Hey, thanks for reporting so many details about this! I started to look into this and reading all the messages posted. That one really caught my attention. Are you saying that it does work “sometimes” without an issue. Is that on the same kernel version 4.19.6 that is causing the error initially posted?? Would make it even harder for us to nail this issue down.
And a quick comment on the kernel/init versions. There is no strict rule that kernels are compiled against exactly one init version or vice versa. But looking into this more closely I just figured something out that I wasn’t aware of until now: There is an option within buildroot (the toolstack we use for the inits) that is used to optimize glibc compilation. The more recent kernel version you choose the less compatibility code is needed to be build into glibc and therefore the binaries are smaller in size. Sounds pretty straight forward and if I had known this before (there are hundreds of buildroot options and I really don’t know what they are all doing exactly) I would have build with more compatibility!
I will compile a new set of inits with more compatibility now and see if it matters in size much. I guess it won’t as the inits are huge ( just under 20 MB) anyway. We’ll see. I will let you all know.

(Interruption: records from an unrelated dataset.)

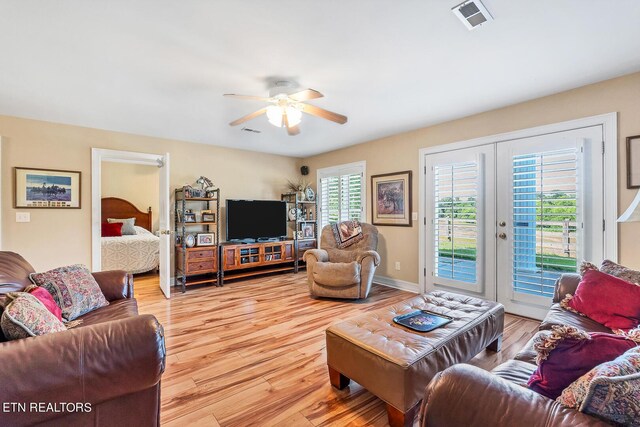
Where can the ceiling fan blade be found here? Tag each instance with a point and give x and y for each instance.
(305, 95)
(248, 117)
(293, 130)
(254, 98)
(325, 114)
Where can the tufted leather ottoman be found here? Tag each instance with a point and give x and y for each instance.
(396, 363)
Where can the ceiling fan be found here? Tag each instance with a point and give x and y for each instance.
(287, 107)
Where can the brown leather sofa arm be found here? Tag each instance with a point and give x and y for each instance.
(320, 255)
(375, 257)
(91, 364)
(464, 395)
(566, 284)
(115, 284)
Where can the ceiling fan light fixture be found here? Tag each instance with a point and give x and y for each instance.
(274, 114)
(294, 116)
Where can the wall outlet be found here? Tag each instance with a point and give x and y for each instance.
(23, 217)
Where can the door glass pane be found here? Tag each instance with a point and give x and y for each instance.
(545, 219)
(455, 221)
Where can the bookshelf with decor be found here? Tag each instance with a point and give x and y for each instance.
(302, 214)
(197, 215)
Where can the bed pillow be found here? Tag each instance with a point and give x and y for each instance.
(606, 299)
(567, 353)
(73, 288)
(127, 225)
(24, 316)
(112, 229)
(611, 390)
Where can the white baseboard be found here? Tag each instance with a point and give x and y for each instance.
(397, 284)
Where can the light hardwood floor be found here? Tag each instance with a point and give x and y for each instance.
(253, 353)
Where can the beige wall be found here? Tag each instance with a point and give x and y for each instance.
(400, 152)
(57, 237)
(137, 184)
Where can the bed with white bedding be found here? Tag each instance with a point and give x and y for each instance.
(136, 253)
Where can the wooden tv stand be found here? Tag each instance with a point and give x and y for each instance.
(251, 259)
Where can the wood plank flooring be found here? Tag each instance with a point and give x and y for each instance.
(253, 353)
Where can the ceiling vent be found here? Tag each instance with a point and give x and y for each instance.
(472, 13)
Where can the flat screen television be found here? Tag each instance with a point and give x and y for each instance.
(251, 220)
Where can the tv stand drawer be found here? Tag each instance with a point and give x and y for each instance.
(202, 266)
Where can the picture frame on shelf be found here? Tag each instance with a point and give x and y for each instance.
(391, 201)
(46, 188)
(308, 231)
(205, 239)
(633, 162)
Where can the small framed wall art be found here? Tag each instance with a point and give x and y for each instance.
(633, 161)
(308, 231)
(46, 188)
(205, 239)
(391, 201)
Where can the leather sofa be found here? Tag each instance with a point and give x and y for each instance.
(343, 273)
(464, 395)
(112, 362)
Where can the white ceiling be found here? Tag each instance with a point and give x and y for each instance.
(159, 68)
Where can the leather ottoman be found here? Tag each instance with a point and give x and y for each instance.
(396, 363)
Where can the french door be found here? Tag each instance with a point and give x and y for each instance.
(508, 218)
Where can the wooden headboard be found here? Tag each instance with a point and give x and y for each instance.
(113, 207)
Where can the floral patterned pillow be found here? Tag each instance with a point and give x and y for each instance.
(73, 288)
(25, 316)
(611, 390)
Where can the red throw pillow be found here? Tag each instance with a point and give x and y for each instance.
(111, 229)
(606, 299)
(567, 353)
(43, 295)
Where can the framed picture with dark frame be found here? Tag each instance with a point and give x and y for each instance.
(391, 201)
(46, 188)
(308, 231)
(633, 161)
(205, 239)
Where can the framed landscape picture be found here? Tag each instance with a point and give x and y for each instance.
(46, 188)
(633, 161)
(391, 201)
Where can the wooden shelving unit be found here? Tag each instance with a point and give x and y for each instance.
(303, 228)
(198, 264)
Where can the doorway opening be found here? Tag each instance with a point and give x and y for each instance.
(143, 212)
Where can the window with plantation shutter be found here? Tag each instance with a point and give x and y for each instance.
(341, 193)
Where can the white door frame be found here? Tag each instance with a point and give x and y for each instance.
(609, 123)
(99, 155)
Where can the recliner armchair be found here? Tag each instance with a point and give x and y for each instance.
(343, 273)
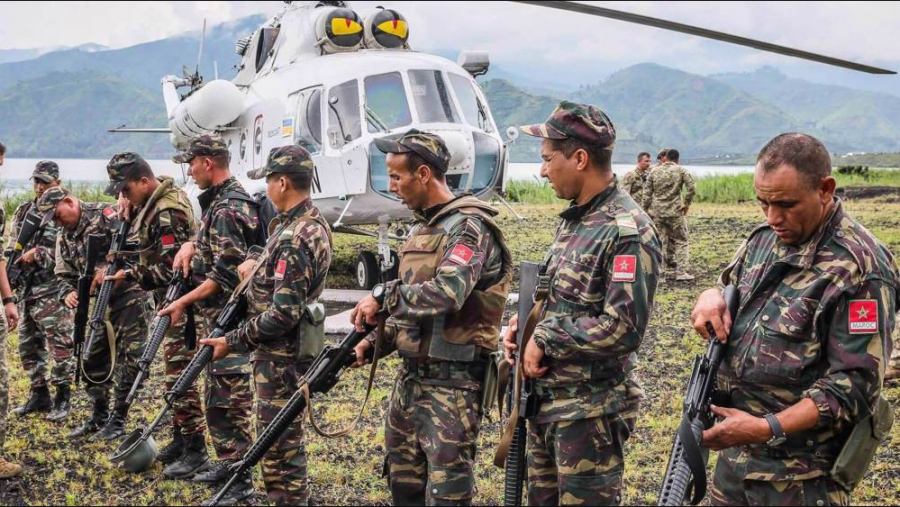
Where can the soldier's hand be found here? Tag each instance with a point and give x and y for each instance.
(531, 361)
(736, 428)
(360, 350)
(509, 340)
(711, 310)
(219, 345)
(364, 313)
(72, 300)
(183, 258)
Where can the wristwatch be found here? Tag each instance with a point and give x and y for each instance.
(778, 436)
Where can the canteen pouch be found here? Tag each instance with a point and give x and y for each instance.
(855, 458)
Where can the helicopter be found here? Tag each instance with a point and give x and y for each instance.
(332, 80)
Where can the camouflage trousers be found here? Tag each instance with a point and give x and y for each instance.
(130, 324)
(46, 322)
(731, 488)
(431, 438)
(284, 466)
(674, 235)
(579, 462)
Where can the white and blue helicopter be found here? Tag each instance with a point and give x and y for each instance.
(331, 79)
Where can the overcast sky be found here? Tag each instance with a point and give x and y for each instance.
(525, 36)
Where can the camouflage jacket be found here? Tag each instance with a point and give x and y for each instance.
(292, 277)
(662, 191)
(814, 322)
(100, 219)
(39, 276)
(603, 268)
(227, 230)
(634, 182)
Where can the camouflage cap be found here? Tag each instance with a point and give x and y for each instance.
(46, 171)
(123, 167)
(48, 202)
(284, 160)
(571, 120)
(429, 146)
(202, 146)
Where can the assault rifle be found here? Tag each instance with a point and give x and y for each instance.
(98, 316)
(687, 462)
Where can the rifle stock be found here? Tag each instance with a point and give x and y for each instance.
(687, 462)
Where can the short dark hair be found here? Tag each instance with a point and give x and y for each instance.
(806, 154)
(600, 156)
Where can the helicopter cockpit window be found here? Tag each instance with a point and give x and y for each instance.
(344, 122)
(386, 104)
(474, 111)
(432, 98)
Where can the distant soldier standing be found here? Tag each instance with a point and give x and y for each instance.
(663, 202)
(601, 276)
(9, 318)
(634, 181)
(291, 277)
(45, 321)
(162, 218)
(228, 229)
(805, 356)
(445, 315)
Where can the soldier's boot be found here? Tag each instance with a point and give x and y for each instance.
(174, 450)
(95, 422)
(9, 470)
(38, 402)
(115, 425)
(240, 491)
(194, 459)
(62, 404)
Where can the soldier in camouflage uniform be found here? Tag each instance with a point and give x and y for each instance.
(228, 228)
(46, 322)
(634, 181)
(602, 271)
(445, 314)
(818, 295)
(129, 310)
(9, 318)
(291, 276)
(663, 201)
(163, 219)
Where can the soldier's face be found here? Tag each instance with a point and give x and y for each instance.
(792, 207)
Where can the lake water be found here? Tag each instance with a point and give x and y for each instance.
(17, 171)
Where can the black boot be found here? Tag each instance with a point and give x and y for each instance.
(195, 459)
(174, 450)
(115, 425)
(96, 421)
(62, 404)
(38, 402)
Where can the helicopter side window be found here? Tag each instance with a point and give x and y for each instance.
(344, 122)
(386, 104)
(432, 98)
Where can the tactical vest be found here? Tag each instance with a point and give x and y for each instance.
(166, 197)
(455, 336)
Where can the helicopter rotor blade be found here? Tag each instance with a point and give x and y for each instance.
(703, 32)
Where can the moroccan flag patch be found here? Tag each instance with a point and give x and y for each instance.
(863, 316)
(624, 268)
(461, 254)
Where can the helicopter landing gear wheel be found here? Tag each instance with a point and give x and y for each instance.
(368, 273)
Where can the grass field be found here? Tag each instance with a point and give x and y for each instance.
(348, 471)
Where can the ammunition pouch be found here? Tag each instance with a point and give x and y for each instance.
(858, 452)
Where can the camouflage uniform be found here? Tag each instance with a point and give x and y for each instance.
(814, 322)
(292, 277)
(445, 312)
(602, 269)
(663, 201)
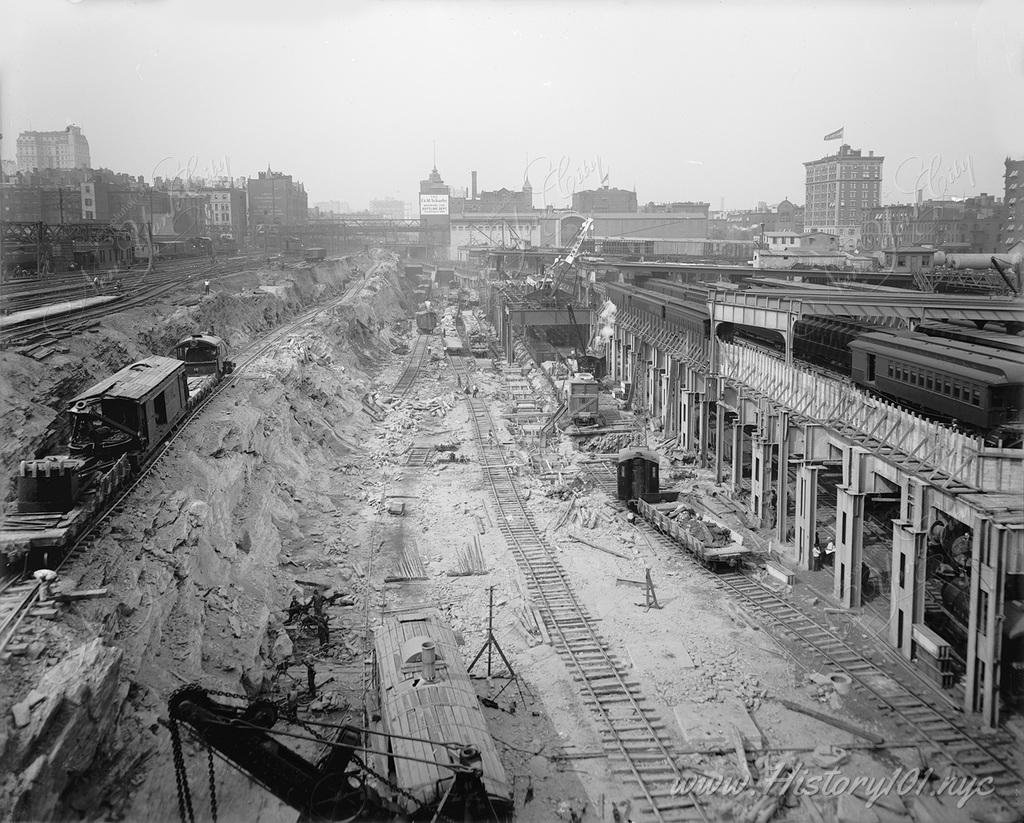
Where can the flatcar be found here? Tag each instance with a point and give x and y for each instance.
(710, 542)
(975, 385)
(426, 321)
(117, 427)
(454, 345)
(204, 354)
(438, 749)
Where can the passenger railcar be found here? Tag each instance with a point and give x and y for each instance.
(972, 384)
(431, 719)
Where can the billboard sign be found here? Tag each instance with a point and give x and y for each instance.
(431, 205)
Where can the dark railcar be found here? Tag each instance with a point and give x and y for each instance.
(204, 354)
(968, 383)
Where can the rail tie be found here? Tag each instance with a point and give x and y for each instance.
(632, 734)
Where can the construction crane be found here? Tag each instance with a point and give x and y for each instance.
(335, 788)
(563, 264)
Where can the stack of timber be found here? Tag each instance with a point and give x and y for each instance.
(934, 656)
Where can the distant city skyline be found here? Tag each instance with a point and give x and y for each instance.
(679, 119)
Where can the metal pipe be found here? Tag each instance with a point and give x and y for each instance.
(428, 656)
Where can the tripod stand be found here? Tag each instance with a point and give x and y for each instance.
(492, 644)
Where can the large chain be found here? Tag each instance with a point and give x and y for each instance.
(213, 785)
(180, 776)
(184, 795)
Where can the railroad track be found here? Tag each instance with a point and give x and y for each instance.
(930, 722)
(19, 596)
(416, 359)
(633, 736)
(141, 292)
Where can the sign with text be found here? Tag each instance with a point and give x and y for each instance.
(433, 205)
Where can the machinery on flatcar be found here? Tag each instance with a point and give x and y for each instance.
(116, 428)
(130, 412)
(204, 354)
(426, 318)
(710, 542)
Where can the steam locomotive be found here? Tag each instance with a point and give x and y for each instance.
(117, 427)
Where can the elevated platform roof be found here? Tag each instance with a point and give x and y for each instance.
(776, 309)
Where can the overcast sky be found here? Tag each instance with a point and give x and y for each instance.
(702, 100)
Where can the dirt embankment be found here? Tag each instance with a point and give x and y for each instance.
(201, 564)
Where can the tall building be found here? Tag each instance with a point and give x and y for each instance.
(1013, 200)
(226, 212)
(37, 204)
(840, 187)
(274, 199)
(388, 207)
(52, 149)
(605, 201)
(435, 214)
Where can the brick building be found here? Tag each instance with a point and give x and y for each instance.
(226, 212)
(840, 188)
(604, 200)
(52, 149)
(274, 199)
(1012, 230)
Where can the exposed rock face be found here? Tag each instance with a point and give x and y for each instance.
(61, 724)
(197, 564)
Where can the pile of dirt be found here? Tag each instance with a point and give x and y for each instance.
(202, 563)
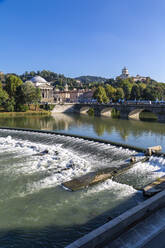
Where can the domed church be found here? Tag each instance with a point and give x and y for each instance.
(45, 87)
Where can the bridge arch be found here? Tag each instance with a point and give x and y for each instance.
(136, 114)
(84, 110)
(107, 111)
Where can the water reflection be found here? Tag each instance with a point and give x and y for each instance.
(137, 133)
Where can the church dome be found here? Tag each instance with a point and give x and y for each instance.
(38, 79)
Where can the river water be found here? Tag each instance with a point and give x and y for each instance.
(35, 210)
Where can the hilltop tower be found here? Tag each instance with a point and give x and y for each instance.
(125, 73)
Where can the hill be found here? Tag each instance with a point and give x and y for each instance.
(90, 79)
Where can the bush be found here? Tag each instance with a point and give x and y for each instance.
(22, 108)
(48, 107)
(91, 112)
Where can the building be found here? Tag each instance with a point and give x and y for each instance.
(45, 87)
(139, 78)
(125, 74)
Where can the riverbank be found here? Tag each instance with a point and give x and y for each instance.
(30, 112)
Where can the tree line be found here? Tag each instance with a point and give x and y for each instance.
(113, 90)
(16, 95)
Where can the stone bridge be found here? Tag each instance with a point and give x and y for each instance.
(127, 111)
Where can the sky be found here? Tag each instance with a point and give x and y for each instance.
(83, 37)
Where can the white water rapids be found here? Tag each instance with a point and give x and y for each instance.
(31, 195)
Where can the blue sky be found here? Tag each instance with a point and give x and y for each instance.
(83, 37)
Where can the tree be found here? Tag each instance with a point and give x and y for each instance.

Ok, back to the initial posted issue: Trying to figure out what might be causing this on your hardware I started by reading the kernel docs on this. Essentially it says that this can be caused by many different things (see a detailed list in the document linked) and we might need to turn on CONFIG_RCU_TRACE in the kernel to get an idea where things go wrong. But as a start we would need to have a clear picture of the exact error messages on screen.
@fenix_team said:
I also noticed another change, all of these machines sometimes got stuck in iPXE boot while loading “/default.ipxe”, at 0%, and forced me to reboot lots of times until randomly it boot correctly. After changing kernel and init versions, that problem vanished (I don’t know if things are related, tho).
From my point of view those two things can’t be related as the Linux kernel is not running when you get to loading default.ipxe yet! It’s interesting you seem to have this fixed by changing the Linux kernel and inits though. I suspect it to be just a coincidence. Usually when thinks don’t load properly at that stage it’s a network driver problem within the iPXE code. Another thing very hard to debug as it is hardware specific and needs to be reproduced to find and fix. But for iPXE there might be a different solution for you. We provide a set of different binaries which you all find in /tftpboot
on your FOG server. Default for legacy BIOS machines is undionly.kkpxe
. You can try undionly.*pxe
(UNDI network stack only), ipxe.*pxe
(native driver stack all included), intel.*pxe
(native driver but Intel NICs only) and realtek.*pxe
(native driver but Realtek NICs only).